My favourite professional quality pencils are Faber-Castell’s 9000 range. Faber-Castell are amongst the oldest pencil making companies in the world and the 9000 range was was launched back in 1905. I love them because they are reliably smooth, consistent, and never have that scratchy feeling you can experience if the graphite hasn’t been mixed well with the clay binder. The lead is glued to the wooden casing all the way along so that the pencils don’t break when you sharpen them.

Drawing pencils

Pencils are graded from hard H grades (the ‘h’ stands for hard) to very soft B grades (‘b’ stands for black). The darkness of each grade isn’t standard across the industry and some ranges are darker than others, meaning that a B grade pencil from one range might be much darker than a B from another range.

I prefer the Faber-Castell pencils because their tones run very light, which suits my drawing style.
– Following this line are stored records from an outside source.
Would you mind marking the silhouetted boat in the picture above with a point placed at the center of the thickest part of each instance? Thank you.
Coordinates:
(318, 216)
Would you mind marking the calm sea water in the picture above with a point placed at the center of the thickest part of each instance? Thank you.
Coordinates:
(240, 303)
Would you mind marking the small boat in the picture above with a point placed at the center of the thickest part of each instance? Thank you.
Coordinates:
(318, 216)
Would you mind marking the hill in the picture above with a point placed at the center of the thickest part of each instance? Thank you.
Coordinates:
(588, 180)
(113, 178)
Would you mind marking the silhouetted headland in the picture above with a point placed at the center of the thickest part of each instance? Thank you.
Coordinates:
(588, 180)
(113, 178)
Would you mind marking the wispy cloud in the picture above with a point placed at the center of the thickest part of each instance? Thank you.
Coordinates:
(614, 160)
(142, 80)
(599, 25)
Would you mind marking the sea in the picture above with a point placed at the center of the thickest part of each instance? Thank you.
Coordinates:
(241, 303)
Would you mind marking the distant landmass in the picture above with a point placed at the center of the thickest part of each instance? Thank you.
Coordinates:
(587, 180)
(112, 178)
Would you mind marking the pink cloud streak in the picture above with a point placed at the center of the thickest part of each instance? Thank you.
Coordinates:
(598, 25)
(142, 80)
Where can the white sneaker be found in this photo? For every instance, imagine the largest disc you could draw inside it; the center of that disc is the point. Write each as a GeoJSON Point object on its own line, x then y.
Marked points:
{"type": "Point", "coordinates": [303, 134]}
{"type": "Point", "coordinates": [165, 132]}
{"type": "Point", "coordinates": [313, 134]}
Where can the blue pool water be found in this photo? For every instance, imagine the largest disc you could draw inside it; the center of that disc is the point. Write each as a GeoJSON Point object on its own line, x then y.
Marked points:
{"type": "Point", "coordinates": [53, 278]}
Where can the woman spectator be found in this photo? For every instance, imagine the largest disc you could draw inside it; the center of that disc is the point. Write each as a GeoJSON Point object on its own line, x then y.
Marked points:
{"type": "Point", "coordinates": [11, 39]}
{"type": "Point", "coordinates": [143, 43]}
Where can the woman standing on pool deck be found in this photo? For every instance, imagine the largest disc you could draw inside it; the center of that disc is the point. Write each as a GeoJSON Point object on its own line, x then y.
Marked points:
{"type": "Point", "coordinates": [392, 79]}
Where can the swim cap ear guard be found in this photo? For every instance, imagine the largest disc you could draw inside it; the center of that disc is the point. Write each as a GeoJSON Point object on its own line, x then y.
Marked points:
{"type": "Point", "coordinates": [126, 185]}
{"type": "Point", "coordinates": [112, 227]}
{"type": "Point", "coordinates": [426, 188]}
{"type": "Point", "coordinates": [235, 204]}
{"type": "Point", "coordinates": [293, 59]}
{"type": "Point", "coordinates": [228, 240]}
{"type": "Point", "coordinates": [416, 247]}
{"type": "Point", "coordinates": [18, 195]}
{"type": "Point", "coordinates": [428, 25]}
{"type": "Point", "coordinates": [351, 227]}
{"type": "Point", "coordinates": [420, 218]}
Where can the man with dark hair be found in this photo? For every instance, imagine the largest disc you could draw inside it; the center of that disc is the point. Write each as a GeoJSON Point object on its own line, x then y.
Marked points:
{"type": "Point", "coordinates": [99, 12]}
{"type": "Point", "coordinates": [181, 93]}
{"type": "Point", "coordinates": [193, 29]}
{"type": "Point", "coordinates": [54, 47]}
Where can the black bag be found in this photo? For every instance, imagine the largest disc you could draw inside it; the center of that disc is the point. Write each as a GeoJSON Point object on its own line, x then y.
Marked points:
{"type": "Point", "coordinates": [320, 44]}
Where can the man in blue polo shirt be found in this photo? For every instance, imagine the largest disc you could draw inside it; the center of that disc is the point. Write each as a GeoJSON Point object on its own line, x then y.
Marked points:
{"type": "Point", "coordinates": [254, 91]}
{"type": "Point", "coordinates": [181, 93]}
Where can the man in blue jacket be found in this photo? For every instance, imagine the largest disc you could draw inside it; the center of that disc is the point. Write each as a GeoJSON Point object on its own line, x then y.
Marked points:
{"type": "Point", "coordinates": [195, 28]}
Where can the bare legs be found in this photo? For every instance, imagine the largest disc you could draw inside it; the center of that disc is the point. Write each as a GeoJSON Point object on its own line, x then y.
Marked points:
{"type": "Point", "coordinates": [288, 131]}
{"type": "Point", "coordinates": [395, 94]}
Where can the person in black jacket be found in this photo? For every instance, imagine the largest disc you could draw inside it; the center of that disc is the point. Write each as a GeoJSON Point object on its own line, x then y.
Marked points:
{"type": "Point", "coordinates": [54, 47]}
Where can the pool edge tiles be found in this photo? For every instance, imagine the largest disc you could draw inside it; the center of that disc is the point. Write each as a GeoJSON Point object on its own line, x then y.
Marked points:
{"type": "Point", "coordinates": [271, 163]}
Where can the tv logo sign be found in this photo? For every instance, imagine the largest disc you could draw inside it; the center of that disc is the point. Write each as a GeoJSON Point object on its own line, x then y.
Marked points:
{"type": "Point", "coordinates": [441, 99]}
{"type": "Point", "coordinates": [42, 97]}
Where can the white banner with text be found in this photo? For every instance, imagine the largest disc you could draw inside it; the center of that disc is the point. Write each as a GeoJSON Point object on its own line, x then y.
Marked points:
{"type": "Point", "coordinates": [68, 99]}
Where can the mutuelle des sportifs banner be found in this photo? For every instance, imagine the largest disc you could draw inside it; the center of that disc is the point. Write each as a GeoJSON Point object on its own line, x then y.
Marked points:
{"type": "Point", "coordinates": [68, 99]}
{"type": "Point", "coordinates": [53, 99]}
I use a range of grades from an H which I use for the lightest shading, up to an 8B, which is the darkest pencil in the 9000 range. If I want to do really dark, deep shadows I supplement the Faber-Castells with some pencils from with Staedtler’s Mars Lumograph range which is much darker and goes all the way to a 12B.

HB Graphite scale

Whilst there are definitely some general qualities you should look for in any pencil (good bonding of the lead to the casing, well mixed graphite, grades that get progressively softer in an even manner) your choice will also come down to whether you prefer a lighter range of tones, or a softer and darker effect. For a light pencil, I think you can’t beat the 9000 range. For a lovely mid-tone range I’d recommend the Mars Lumographs. If you want a really dark and very soft pencil then the best one in my opinion is Tombow’s Mono 100 range which is a pricey Japanese import and harder to find. A good smooth and very dark alternative is Conté à Paris’ Graphite range.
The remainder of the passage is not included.